Le spécialiste des questions de défense s’explique: «Aujourd’hui on dépasse un niveau de stock de plus de 88%, ce qui est davantage que l’année dernière et comparable aux années précédentes. On est clairement parti pour atteindre en avance l’objectif des 100% de réserves d’ici à novembre. Autrement dit, il faudrait un nouvel âge de glace ou un hiver comme celui de 1963 pour qu’on ait le moindre problème de pénurie de gaz en France. La même chose est en train de se passer en Allemagne et en Italie dans une moindre mesure.»

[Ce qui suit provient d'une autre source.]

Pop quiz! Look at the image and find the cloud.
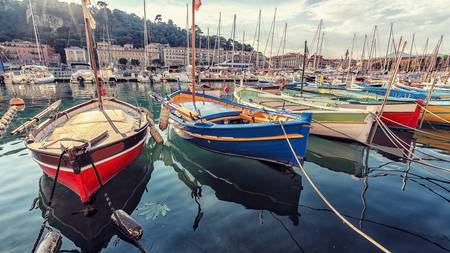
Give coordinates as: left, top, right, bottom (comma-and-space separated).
62, 0, 450, 57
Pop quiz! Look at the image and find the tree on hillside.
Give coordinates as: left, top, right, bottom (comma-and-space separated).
130, 59, 141, 67
119, 58, 128, 66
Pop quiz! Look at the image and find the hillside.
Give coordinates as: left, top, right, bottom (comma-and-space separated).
0, 0, 251, 62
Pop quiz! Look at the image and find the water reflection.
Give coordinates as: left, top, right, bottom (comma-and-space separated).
39, 149, 153, 252
153, 128, 303, 227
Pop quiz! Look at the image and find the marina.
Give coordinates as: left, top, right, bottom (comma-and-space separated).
0, 0, 450, 253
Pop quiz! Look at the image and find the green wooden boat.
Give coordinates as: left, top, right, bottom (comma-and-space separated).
234, 87, 374, 143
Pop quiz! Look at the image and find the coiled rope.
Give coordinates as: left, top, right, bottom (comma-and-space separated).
279, 121, 391, 252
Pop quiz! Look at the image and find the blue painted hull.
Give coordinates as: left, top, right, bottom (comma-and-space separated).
170, 91, 311, 166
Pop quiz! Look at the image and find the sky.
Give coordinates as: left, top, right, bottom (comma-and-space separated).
62, 0, 450, 58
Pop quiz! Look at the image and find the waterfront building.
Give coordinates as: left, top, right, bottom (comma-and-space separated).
0, 40, 61, 67
64, 47, 89, 66
269, 53, 303, 69
97, 42, 165, 67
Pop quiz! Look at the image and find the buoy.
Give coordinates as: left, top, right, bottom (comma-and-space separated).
34, 231, 61, 253
111, 209, 144, 240
149, 125, 164, 144
9, 98, 25, 106
159, 105, 170, 131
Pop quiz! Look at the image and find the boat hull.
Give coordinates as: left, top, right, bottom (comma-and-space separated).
33, 129, 147, 203
234, 87, 374, 143
423, 104, 450, 125
170, 93, 311, 166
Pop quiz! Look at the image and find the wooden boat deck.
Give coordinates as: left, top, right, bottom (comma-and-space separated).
30, 109, 138, 152
246, 97, 311, 112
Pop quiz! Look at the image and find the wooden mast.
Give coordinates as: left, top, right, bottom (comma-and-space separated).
28, 0, 42, 64
191, 0, 196, 105
81, 0, 103, 110
143, 0, 148, 68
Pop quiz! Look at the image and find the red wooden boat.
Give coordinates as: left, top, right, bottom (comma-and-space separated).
27, 98, 149, 203
26, 0, 150, 203
340, 100, 423, 128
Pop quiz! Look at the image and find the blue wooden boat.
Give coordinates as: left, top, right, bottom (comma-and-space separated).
163, 91, 311, 166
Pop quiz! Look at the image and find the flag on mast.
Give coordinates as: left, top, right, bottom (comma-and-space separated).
81, 0, 96, 30
194, 0, 202, 11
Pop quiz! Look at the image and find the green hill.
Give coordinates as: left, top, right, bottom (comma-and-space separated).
0, 0, 252, 62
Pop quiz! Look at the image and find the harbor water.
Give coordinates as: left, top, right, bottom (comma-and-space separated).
0, 83, 450, 253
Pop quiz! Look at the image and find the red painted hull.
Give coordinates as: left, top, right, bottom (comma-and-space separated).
381, 102, 422, 128
39, 138, 145, 203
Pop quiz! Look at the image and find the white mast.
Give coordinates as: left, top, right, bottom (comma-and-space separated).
239, 31, 245, 63
256, 9, 261, 68
217, 12, 222, 63
281, 23, 287, 68
347, 33, 356, 87
383, 23, 394, 71
28, 0, 42, 64
206, 26, 210, 65
269, 8, 277, 68
231, 14, 236, 63
184, 4, 189, 66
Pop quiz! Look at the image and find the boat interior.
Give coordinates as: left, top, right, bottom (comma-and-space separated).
28, 99, 145, 154
171, 93, 298, 124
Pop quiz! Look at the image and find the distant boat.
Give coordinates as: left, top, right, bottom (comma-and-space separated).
70, 63, 95, 83
164, 91, 311, 166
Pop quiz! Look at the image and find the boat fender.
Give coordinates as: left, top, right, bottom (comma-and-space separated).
34, 231, 61, 253
149, 125, 164, 144
111, 209, 144, 240
159, 105, 170, 131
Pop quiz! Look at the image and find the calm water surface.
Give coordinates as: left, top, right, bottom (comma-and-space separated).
0, 83, 450, 252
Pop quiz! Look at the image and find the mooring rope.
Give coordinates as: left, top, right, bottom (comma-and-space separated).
31, 149, 66, 253
279, 121, 391, 252
312, 119, 450, 180
376, 114, 450, 173
380, 115, 450, 141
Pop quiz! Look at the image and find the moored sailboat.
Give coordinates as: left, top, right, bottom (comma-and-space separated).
234, 87, 375, 143
26, 1, 149, 203
156, 0, 311, 166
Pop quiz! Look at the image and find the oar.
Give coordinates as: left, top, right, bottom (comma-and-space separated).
11, 100, 61, 135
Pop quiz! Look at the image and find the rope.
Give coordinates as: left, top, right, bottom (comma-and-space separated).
419, 105, 450, 124
31, 150, 66, 253
376, 117, 450, 173
279, 121, 391, 252
312, 116, 450, 180
89, 155, 148, 253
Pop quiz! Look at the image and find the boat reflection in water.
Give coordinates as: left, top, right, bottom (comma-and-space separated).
305, 129, 414, 178
39, 153, 153, 252
153, 129, 303, 227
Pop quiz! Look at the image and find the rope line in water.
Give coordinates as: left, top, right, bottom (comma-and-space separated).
380, 115, 450, 141
279, 121, 391, 252
312, 119, 450, 181
376, 114, 450, 176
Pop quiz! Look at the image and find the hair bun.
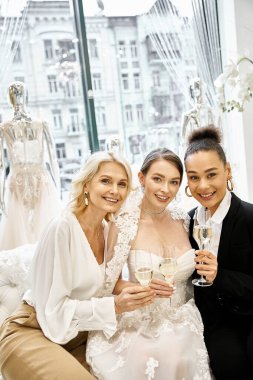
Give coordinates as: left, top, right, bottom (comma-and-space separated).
188, 125, 222, 144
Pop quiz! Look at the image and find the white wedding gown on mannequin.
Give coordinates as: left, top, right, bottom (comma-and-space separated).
86, 250, 211, 380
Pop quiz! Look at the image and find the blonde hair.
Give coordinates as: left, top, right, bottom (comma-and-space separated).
69, 152, 132, 215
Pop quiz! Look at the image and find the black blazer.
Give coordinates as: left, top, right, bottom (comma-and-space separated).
189, 193, 253, 330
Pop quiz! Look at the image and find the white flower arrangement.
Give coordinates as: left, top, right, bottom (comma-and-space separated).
214, 57, 253, 112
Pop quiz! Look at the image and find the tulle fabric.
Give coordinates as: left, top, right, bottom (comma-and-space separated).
86, 250, 211, 380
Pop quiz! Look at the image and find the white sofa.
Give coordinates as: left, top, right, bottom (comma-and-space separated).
0, 244, 36, 325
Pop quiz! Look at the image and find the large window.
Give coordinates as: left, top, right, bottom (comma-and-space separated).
92, 73, 102, 91
69, 108, 81, 133
12, 41, 22, 63
88, 38, 98, 58
0, 0, 200, 199
52, 110, 62, 130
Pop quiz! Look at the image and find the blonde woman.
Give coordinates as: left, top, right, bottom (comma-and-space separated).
0, 152, 154, 380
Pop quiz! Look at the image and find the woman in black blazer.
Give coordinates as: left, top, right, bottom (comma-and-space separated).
184, 126, 253, 380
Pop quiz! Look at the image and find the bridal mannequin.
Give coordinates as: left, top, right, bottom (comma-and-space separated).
0, 81, 61, 250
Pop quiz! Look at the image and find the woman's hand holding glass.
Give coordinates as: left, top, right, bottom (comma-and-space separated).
195, 250, 218, 285
159, 246, 177, 304
114, 285, 155, 314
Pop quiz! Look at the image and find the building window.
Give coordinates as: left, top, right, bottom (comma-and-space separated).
134, 73, 141, 90
47, 75, 58, 94
96, 106, 106, 127
118, 41, 126, 58
88, 38, 98, 58
44, 40, 54, 59
92, 73, 102, 91
130, 41, 138, 58
136, 104, 143, 121
11, 41, 22, 63
52, 110, 62, 129
120, 62, 128, 69
152, 71, 161, 87
56, 143, 66, 160
56, 40, 76, 62
125, 104, 133, 123
121, 74, 129, 90
69, 108, 80, 133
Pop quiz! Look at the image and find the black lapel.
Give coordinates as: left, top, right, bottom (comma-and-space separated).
218, 193, 241, 264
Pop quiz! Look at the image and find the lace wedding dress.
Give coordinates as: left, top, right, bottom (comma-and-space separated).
86, 189, 211, 380
0, 120, 62, 251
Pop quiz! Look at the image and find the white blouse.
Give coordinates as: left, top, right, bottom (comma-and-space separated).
24, 211, 117, 344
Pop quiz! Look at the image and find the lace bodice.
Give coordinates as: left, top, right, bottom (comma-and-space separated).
128, 249, 195, 307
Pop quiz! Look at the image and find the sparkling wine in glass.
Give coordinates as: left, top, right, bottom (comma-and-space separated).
192, 209, 213, 286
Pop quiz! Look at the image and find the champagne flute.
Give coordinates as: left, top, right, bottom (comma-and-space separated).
159, 246, 177, 306
135, 250, 153, 320
192, 208, 213, 286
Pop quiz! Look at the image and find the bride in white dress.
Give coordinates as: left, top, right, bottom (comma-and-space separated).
86, 149, 211, 380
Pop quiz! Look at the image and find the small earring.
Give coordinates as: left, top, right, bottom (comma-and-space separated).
184, 185, 192, 198
84, 191, 89, 206
227, 177, 234, 192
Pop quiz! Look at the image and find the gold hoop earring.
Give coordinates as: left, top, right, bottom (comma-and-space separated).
184, 185, 192, 198
227, 177, 234, 192
84, 191, 89, 207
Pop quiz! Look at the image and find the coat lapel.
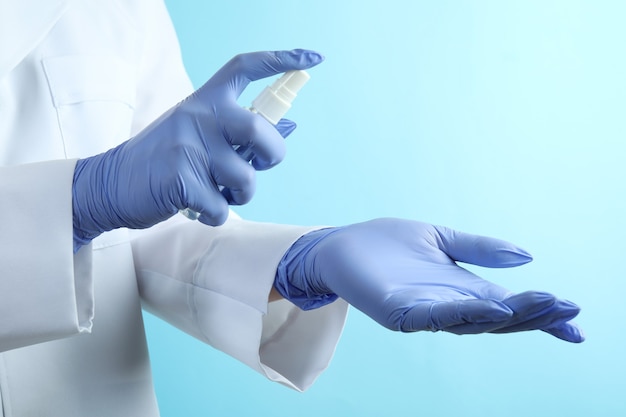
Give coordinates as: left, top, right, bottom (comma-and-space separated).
0, 0, 69, 79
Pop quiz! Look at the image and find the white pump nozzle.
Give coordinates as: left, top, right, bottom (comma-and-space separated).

«Les gens crient avant d’avoir mal»

François Heisbourg pense donc que l’opposition «va se retrouver très bête d’avoir tenu ce discours catastrophiste sur les sanctions et le fait qu’on va avoir froid cet hiver. On est dans une situation où les gens crient avant d’avoir mal.»

Lire aussi: Le karting des polémiques françaises démarre au quart de tour

Quant au prix de l’énergie, «qui est une autre question», le gouvernement a choisi selon lui une politique d’aide qui atténue fortement le choc. «La France pourrait, qui plus est, comme l’ont fait le Portugal et l’Espagne, sortir du marché commun en matière de prix de l’électricité, qui est aligné sur le prix du gaz, une décision poussée par l’Allemagne à l’époque et qui provoque des augmentations jugées artificielles. Ce marché n’a rien de sacro-saint, il n’est pas sur le plan juridique comme le marché unique de l’Union européenne.»